Haben Sie ihr Marketing im Griff?

 

Wenn nicht, dann drohen DSGVO-Strafen in beträchtlicher Höhe.

 

 

Vodafone hat in Italien nun eine Strafe in Höhe von
EUR 12.250 Mio erhalten.

Aggressives Telemarketing führt zu Millionenstrafe!

 

 

Die italienische Datenschutzaufsichtsbehörde (Garante per la protezione dei dati personali) verurteilte Vodafone zur Zahlung einer Geldbuße von mehr als 12,250 Millionen Euro wegen illegaler Verarbeitung der personenbezogenen Daten von Millionen von Nutzern für Telemarketingzwecke.

 

Neben der Zahlung der Geldbuße muss das Unternehmen eine Reihe von Maßnahmen ergreifen, die von der Aufsichtsbehörde vorgeschrieben werden, um die nationalen und europäischen Datenschutzvorschriften zu erfüllen. .

 

Die Verurteilung schließt eine komplexe Untersuchung ab, die Behörde nach Hunderten von Berichten und Beschwerden von Kunden eingeleitet hatte, die sich über anhaltende unerwünschte Telefonkontakte beschwerten, die von Vodafone und seinem Vertriebsnetz zu Marketingzwecken erfolgten.

 

Die von der Behörde durchgeführten Untersuchungen haben wichtige "System"-Fehler aufgezeigt, die nicht nur die Verletzung der Regelungen zur Einwilligung betreffen, sondern auch die  grundlegende Prinzipien der Rechenschaftspflicht und der Umsetzung der DSGVO-Regelungen wurden nicht beachtet.

 

Dies betrifft die Kundendatenverwaltung und die Nutzer der elektronischen Kommunikationsmedien.

 

Besonders alarmierend war die Abwicklung von "Marketing-Calls", wobei in der Pressemitteilung auf ein "Gestrüpp" missbräuchlicher Call-Center verwiesen wird, die unter völliger Missachtung der Bestimmungen über den Schutz personenbezogener Daten Telemarketing-Aktivitäten betreiben.

 

Ein weitere Verstoß wurde bei der Verarbeitung von Kontaktdaten festgestellt.
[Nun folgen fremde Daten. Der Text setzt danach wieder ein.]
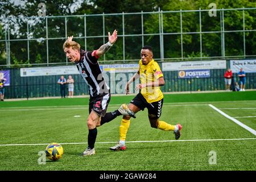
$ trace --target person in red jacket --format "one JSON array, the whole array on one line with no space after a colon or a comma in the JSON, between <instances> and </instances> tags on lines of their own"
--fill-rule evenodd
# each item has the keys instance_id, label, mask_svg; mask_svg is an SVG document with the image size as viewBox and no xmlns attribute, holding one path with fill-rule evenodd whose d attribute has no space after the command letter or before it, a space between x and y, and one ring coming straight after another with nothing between
<instances>
[{"instance_id":1,"label":"person in red jacket","mask_svg":"<svg viewBox=\"0 0 256 182\"><path fill-rule=\"evenodd\" d=\"M231 80L233 76L232 71L228 69L224 74L225 84L226 85L226 90L229 90L230 89Z\"/></svg>"}]
</instances>

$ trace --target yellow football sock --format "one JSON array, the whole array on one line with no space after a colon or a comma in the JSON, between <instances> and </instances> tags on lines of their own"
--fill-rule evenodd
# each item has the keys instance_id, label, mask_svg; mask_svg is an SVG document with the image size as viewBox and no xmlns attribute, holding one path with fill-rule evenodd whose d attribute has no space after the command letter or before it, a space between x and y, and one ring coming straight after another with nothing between
<instances>
[{"instance_id":1,"label":"yellow football sock","mask_svg":"<svg viewBox=\"0 0 256 182\"><path fill-rule=\"evenodd\" d=\"M130 121L122 118L121 125L119 128L120 140L125 141L127 131L130 126Z\"/></svg>"},{"instance_id":2,"label":"yellow football sock","mask_svg":"<svg viewBox=\"0 0 256 182\"><path fill-rule=\"evenodd\" d=\"M159 121L158 129L164 131L174 131L175 129L175 126L170 125L164 121Z\"/></svg>"}]
</instances>

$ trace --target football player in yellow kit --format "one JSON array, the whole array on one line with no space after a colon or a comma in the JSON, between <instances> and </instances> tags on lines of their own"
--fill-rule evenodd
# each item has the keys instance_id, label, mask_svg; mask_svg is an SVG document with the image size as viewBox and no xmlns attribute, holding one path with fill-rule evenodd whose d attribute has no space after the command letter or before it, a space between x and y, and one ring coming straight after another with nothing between
<instances>
[{"instance_id":1,"label":"football player in yellow kit","mask_svg":"<svg viewBox=\"0 0 256 182\"><path fill-rule=\"evenodd\" d=\"M160 86L164 85L163 75L159 65L153 59L153 51L150 46L144 46L141 52L139 71L126 84L126 94L129 93L129 84L137 78L140 78L140 84L136 85L139 93L130 102L129 109L134 113L147 107L151 126L164 131L173 131L175 139L180 137L180 124L171 125L159 119L163 104L163 95ZM123 116L119 127L119 141L110 149L113 151L125 150L126 134L130 126L130 117Z\"/></svg>"}]
</instances>

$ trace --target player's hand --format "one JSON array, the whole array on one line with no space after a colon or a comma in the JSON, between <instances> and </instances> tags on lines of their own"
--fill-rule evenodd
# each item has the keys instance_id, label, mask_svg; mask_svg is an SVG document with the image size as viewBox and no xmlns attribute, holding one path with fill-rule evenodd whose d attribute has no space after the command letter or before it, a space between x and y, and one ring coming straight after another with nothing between
<instances>
[{"instance_id":1,"label":"player's hand","mask_svg":"<svg viewBox=\"0 0 256 182\"><path fill-rule=\"evenodd\" d=\"M72 41L73 39L73 35L71 36L68 36L68 39L67 40L68 40L68 42L71 42Z\"/></svg>"},{"instance_id":2,"label":"player's hand","mask_svg":"<svg viewBox=\"0 0 256 182\"><path fill-rule=\"evenodd\" d=\"M125 90L126 92L126 95L128 95L130 94L129 92L129 84L127 83L126 85L125 85Z\"/></svg>"},{"instance_id":3,"label":"player's hand","mask_svg":"<svg viewBox=\"0 0 256 182\"><path fill-rule=\"evenodd\" d=\"M141 90L142 89L145 87L146 87L145 84L139 84L136 85L135 90L138 91L139 90Z\"/></svg>"},{"instance_id":4,"label":"player's hand","mask_svg":"<svg viewBox=\"0 0 256 182\"><path fill-rule=\"evenodd\" d=\"M117 31L116 30L114 30L112 35L110 35L110 32L108 32L109 35L109 41L111 44L114 44L117 39Z\"/></svg>"}]
</instances>

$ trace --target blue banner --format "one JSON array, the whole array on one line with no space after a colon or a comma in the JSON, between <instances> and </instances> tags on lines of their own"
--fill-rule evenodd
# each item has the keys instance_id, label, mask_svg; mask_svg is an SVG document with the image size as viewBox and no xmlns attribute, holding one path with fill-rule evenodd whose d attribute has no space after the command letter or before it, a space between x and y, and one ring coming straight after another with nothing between
<instances>
[{"instance_id":1,"label":"blue banner","mask_svg":"<svg viewBox=\"0 0 256 182\"><path fill-rule=\"evenodd\" d=\"M208 78L210 76L209 69L179 71L177 73L179 78Z\"/></svg>"}]
</instances>

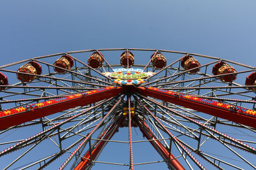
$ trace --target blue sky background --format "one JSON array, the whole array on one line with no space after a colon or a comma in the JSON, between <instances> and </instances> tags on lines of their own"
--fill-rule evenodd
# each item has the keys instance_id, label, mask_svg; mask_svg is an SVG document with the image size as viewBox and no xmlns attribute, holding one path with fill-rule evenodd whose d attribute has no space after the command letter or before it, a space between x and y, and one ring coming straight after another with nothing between
<instances>
[{"instance_id":1,"label":"blue sky background","mask_svg":"<svg viewBox=\"0 0 256 170\"><path fill-rule=\"evenodd\" d=\"M144 48L255 66L255 7L254 0L1 0L0 65L72 50Z\"/></svg>"}]
</instances>

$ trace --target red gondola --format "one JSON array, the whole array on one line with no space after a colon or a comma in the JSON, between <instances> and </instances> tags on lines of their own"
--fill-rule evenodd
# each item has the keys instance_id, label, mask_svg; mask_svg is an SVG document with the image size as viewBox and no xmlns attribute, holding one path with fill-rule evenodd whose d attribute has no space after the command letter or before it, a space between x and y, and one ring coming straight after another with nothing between
<instances>
[{"instance_id":1,"label":"red gondola","mask_svg":"<svg viewBox=\"0 0 256 170\"><path fill-rule=\"evenodd\" d=\"M121 54L120 64L124 67L127 68L127 57L128 57L128 60L129 60L128 68L130 68L134 64L134 55L131 52L125 51L125 52L124 52Z\"/></svg>"},{"instance_id":2,"label":"red gondola","mask_svg":"<svg viewBox=\"0 0 256 170\"><path fill-rule=\"evenodd\" d=\"M8 81L7 77L0 72L0 85L8 85ZM0 90L4 90L5 87L1 87Z\"/></svg>"},{"instance_id":3,"label":"red gondola","mask_svg":"<svg viewBox=\"0 0 256 170\"><path fill-rule=\"evenodd\" d=\"M246 77L245 80L246 85L256 85L256 72L252 73ZM254 92L256 93L256 87L250 88Z\"/></svg>"},{"instance_id":4,"label":"red gondola","mask_svg":"<svg viewBox=\"0 0 256 170\"><path fill-rule=\"evenodd\" d=\"M212 74L214 75L220 75L228 73L236 73L236 69L225 62L219 62L212 67ZM237 74L230 74L220 76L219 78L223 82L231 82L236 79Z\"/></svg>"},{"instance_id":5,"label":"red gondola","mask_svg":"<svg viewBox=\"0 0 256 170\"><path fill-rule=\"evenodd\" d=\"M70 69L70 68L74 66L73 59L68 55L62 55L60 59L56 60L54 65L63 69ZM64 74L67 72L63 69L57 67L54 67L54 70L56 72L61 74Z\"/></svg>"},{"instance_id":6,"label":"red gondola","mask_svg":"<svg viewBox=\"0 0 256 170\"><path fill-rule=\"evenodd\" d=\"M155 53L156 52L151 55L150 58L153 57ZM154 56L151 62L153 67L156 69L163 69L166 66L166 59L161 52L157 52L155 56Z\"/></svg>"},{"instance_id":7,"label":"red gondola","mask_svg":"<svg viewBox=\"0 0 256 170\"><path fill-rule=\"evenodd\" d=\"M31 61L21 66L17 71L40 75L42 74L42 67L36 62ZM17 73L17 78L22 82L31 82L36 76Z\"/></svg>"},{"instance_id":8,"label":"red gondola","mask_svg":"<svg viewBox=\"0 0 256 170\"><path fill-rule=\"evenodd\" d=\"M94 69L97 69L102 66L103 59L101 57L104 57L100 52L94 52L93 53L88 60L88 64L90 66Z\"/></svg>"},{"instance_id":9,"label":"red gondola","mask_svg":"<svg viewBox=\"0 0 256 170\"><path fill-rule=\"evenodd\" d=\"M194 57L187 55L181 59L181 66L185 69L191 69L201 66L199 62ZM200 71L200 68L195 69L189 71L189 74L195 74Z\"/></svg>"}]
</instances>

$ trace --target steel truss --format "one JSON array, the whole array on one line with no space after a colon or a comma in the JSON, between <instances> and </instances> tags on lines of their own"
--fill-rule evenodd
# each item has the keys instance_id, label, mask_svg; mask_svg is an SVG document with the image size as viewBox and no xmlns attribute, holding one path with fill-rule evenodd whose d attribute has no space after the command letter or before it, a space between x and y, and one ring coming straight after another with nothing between
<instances>
[{"instance_id":1,"label":"steel truss","mask_svg":"<svg viewBox=\"0 0 256 170\"><path fill-rule=\"evenodd\" d=\"M133 66L156 73L141 87L114 84L104 74L122 67L108 62L108 54L116 53L117 59L124 51L132 51L135 59L137 53L148 59L146 64ZM97 69L84 60L94 52L104 54L104 63ZM163 69L152 66L150 56L154 52L166 58ZM70 69L52 64L62 55L73 59ZM188 55L201 63L196 74L180 66ZM29 61L39 63L43 74L29 83L18 82L17 69ZM223 82L221 75L212 75L212 67L220 61L236 68L229 74L237 74L237 80ZM66 73L56 73L54 67ZM218 57L140 48L68 52L0 66L10 83L0 85L0 114L8 113L0 116L0 168L90 169L104 164L136 169L165 163L170 169L256 169L252 90L256 86L244 85L246 77L255 70ZM123 114L125 106L127 115ZM118 132L125 127L126 138ZM132 133L136 129L140 130L138 135ZM140 135L145 139L138 139ZM119 136L127 139L116 139ZM113 162L101 157L111 143L125 146L126 161ZM159 157L152 160L146 153L148 161L138 161L136 145L140 143L141 148L151 145ZM113 150L109 152L111 155Z\"/></svg>"}]
</instances>

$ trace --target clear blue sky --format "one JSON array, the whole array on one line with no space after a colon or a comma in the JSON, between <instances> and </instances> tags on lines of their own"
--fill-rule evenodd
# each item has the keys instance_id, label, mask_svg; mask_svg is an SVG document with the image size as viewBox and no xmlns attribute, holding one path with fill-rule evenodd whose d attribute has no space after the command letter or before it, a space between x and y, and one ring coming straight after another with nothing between
<instances>
[{"instance_id":1,"label":"clear blue sky","mask_svg":"<svg viewBox=\"0 0 256 170\"><path fill-rule=\"evenodd\" d=\"M254 0L1 0L0 65L72 50L145 48L255 66L255 8Z\"/></svg>"}]
</instances>

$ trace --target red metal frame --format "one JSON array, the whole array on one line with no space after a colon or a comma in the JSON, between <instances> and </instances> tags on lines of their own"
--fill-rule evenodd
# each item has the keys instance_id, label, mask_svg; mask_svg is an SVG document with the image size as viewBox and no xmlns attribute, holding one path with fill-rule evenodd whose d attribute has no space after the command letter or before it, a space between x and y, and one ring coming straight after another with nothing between
<instances>
[{"instance_id":1,"label":"red metal frame","mask_svg":"<svg viewBox=\"0 0 256 170\"><path fill-rule=\"evenodd\" d=\"M147 139L148 139L148 140L153 139L152 141L150 141L150 143L164 160L168 160L168 163L176 169L185 169L185 168L184 168L184 167L178 161L178 160L175 158L172 153L170 153L169 156L169 151L163 145L163 144L159 141L154 140L156 139L152 135L153 132L145 122L140 121L140 122L139 122L138 118L134 118L134 119L137 123L138 126L140 127L140 131L147 138Z\"/></svg>"},{"instance_id":2,"label":"red metal frame","mask_svg":"<svg viewBox=\"0 0 256 170\"><path fill-rule=\"evenodd\" d=\"M254 115L254 113L253 115L246 114L237 110L225 109L213 104L207 104L202 102L190 100L185 97L179 97L179 96L170 95L166 90L156 88L133 87L132 90L141 95L150 96L211 115L225 118L236 123L256 128L256 115ZM254 113L254 111L252 111Z\"/></svg>"},{"instance_id":3,"label":"red metal frame","mask_svg":"<svg viewBox=\"0 0 256 170\"><path fill-rule=\"evenodd\" d=\"M96 90L95 93L92 92L90 95L86 93L85 96L80 95L79 97L49 104L45 106L35 109L24 108L24 110L26 110L25 111L0 117L0 130L78 106L85 106L105 99L109 99L116 96L123 92L124 89L121 87L112 87L109 89L105 88L99 92Z\"/></svg>"},{"instance_id":4,"label":"red metal frame","mask_svg":"<svg viewBox=\"0 0 256 170\"><path fill-rule=\"evenodd\" d=\"M113 122L110 128L108 128L107 130L106 130L102 134L100 138L99 138L102 139L102 136L106 134L106 135L102 139L111 139L114 134L117 132L120 125L124 121L124 117L120 117L120 118L118 119L116 122ZM119 122L118 125L116 125L115 129L113 129L116 122ZM90 150L87 151L86 153L84 155L84 159L82 159L80 162L76 166L76 167L74 169L86 169L92 163L91 160L95 160L97 159L99 154L100 153L101 150L105 146L107 143L108 141L97 141L95 144L97 145L97 146L92 151L90 151Z\"/></svg>"}]
</instances>

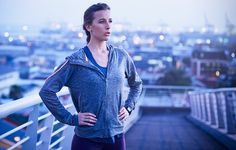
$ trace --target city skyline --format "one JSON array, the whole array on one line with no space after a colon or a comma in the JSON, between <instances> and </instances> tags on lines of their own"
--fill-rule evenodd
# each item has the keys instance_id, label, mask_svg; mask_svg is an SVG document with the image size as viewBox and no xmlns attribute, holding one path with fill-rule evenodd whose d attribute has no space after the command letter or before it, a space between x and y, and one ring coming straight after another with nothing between
<instances>
[{"instance_id":1,"label":"city skyline","mask_svg":"<svg viewBox=\"0 0 236 150\"><path fill-rule=\"evenodd\" d=\"M224 30L227 14L236 25L234 0L8 0L0 1L1 25L44 25L48 22L67 22L81 25L83 12L93 3L106 2L111 7L115 23L153 27L166 24L174 30L183 27L201 28L205 19ZM30 15L29 15L30 14Z\"/></svg>"}]
</instances>

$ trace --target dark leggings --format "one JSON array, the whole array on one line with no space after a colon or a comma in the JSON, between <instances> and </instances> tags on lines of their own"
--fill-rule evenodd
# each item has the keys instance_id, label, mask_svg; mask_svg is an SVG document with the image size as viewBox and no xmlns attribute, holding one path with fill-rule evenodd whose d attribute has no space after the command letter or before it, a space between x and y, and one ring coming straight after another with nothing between
<instances>
[{"instance_id":1,"label":"dark leggings","mask_svg":"<svg viewBox=\"0 0 236 150\"><path fill-rule=\"evenodd\" d=\"M115 143L99 143L74 135L71 150L126 150L124 134L115 136Z\"/></svg>"}]
</instances>

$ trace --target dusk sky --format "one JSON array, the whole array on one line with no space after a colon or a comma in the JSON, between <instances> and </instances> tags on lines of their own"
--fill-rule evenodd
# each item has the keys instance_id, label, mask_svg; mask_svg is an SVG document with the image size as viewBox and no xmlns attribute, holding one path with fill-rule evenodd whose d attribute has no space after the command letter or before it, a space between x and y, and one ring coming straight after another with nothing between
<instances>
[{"instance_id":1,"label":"dusk sky","mask_svg":"<svg viewBox=\"0 0 236 150\"><path fill-rule=\"evenodd\" d=\"M1 25L44 25L48 22L82 24L83 12L93 3L106 2L114 22L135 26L168 24L173 29L202 27L204 14L220 30L225 14L236 25L236 0L0 0Z\"/></svg>"}]
</instances>

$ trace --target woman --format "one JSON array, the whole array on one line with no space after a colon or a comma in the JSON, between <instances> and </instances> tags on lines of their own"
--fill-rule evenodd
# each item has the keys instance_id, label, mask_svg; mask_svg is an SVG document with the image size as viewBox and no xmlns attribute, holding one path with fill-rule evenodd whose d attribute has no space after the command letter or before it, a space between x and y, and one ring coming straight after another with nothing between
<instances>
[{"instance_id":1,"label":"woman","mask_svg":"<svg viewBox=\"0 0 236 150\"><path fill-rule=\"evenodd\" d=\"M60 122L75 126L71 149L125 150L123 124L135 107L142 82L133 61L122 49L107 44L110 7L90 6L84 13L87 45L66 58L46 80L40 96ZM130 91L122 99L125 80ZM72 115L56 93L67 86L78 114Z\"/></svg>"}]
</instances>

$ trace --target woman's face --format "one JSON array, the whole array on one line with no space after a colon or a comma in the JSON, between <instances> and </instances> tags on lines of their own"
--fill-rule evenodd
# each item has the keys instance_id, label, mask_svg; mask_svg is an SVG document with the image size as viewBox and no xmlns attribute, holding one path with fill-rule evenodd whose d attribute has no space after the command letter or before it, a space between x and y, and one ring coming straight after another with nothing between
<instances>
[{"instance_id":1,"label":"woman's face","mask_svg":"<svg viewBox=\"0 0 236 150\"><path fill-rule=\"evenodd\" d=\"M109 10L96 11L92 24L87 26L91 39L107 41L111 34L111 23Z\"/></svg>"}]
</instances>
Es erfolgte eine Weitergabe dieser Daten an die Telefonzentrale, und zwar ohne eine entsprechende Rechtsgrundlage.

 

Auch die Sicherheitsvorkehrungen der Kundenverwaltungssysteme waren unzureichend, ein Profil, über das die Behörde bereits zahlreiche Beschwerden und Berichte von Kunden erhalten hatte, die von selbsternannten Vodafone-Betreibern kontaktiert worden waren, die um die Zusendung von Ausweispapieren über Whatsapp gebeten hatten, wahrscheinlich zum Zwecke von Spamming, Phishing oder anderen betrügerischen Aktivitäten.

 

 

 

Die Behörde hat daher Vodafone angewiesen, Maßnahmen einzuleiten, mit denen das Unternehmen nachweisen kann, dass die Verarbeitung für Telemarketingzwecke in Übereinstimmung mit den Bestimmungen zur Einwilligung erfolgt.

 

 

Vodafone muss auch die Sicherheitsmaßnahmen verstärken, um den missbräuchlichen Zugriff auf Kundendatenbanken zu verhindern und auf Anfragen von Kunden zur Ausübung ihrer Rechte umfassend reagieren zu können.

 

 

Schließlich hat die Behörde Vodafone jede weitere Verarbeitung von Daten zu Werbe- oder kommerziellen Zwecken untersagt, die durch den Erwerb von Masterlisten von Dritten erfolgt, ohne dass diese eine spezifische, freie und informierte Zustimmung der Nutzer für die Übermittlung ihrer Daten eingeholt haben.

 

 

Angesichts der festgestellten Verstöße verhängte die Datenschutzaufsichtsbehörde eine DSGVO-Strafe von 12.251.601,00 Euro.